La rançon de l’inhumanité
Entre le mois de décembre et début janvier, trois personnes ont perdu la vie en détention à Thiès, à Saint-Louis et à Mbacké. Un quatrième a rendu l’âme dans les locaux de la Dscos à Tambacounda. Retour sur ces cas.
En moins d’un mois, les prisons du Sénégal ont connu plusieurs événements dramatiques. Entre la fin de l’année dernière et le début de ce mois de janvier, trois personnes détenues dans le cadre de mesures préventives y ont perdu la vie. Il s’agit des prisons de Thiès, Saint-Louis et Mbacké. A Tambacounda, un individu a perdu la vie dans les locaux de la DSCOS.
La première victime est le garde du corps de l’ex-maire de Dakar, Bassirou Diop, décédé à la prison de Saint-Louis, le 7 décembre. Ce dernier est mort alors qu’il était en détention à la Maison d’arrêt et de correction (Mac) de Saint-Louis (Nord). Il a été arrêté avec plusieurs autres gardes du corps, à la suite de violents affrontements dans la langue de Barbarie, survenus lors de la campagne électorale pour les Législatives.

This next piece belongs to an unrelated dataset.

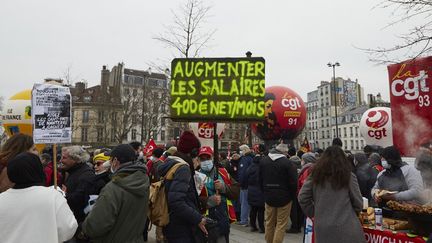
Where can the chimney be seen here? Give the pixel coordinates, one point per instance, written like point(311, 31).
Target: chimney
point(105, 73)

Selon l’Administration pénitentiaire, l'ancien militaire est mort à l'hôpital. Barthélemy Dias n’est pas convaincu. "Il faut qu'il nous dise où Bassirou Diop a perdu la vie", a-t-il déclaré récemment, lors d'un point de presse.
Le ministre de la Justice, Ousmane Diagne, s’est également exprimé sur cette affaire, en marge d'une visite au stand de la police nationale sis au pavillon brun du Cices, à l'occasion de la 32e édition de la Foire internationale de Dakar (Fidak). Le garde des Sceaux a laissé entendre qu’aucune enquête ne sera pas ouverte dans ce dossier, car "la mort n'est pas suspecte". "Pourquoi une enquête devrait-elle être ouverte ?", s’est-il interrogé.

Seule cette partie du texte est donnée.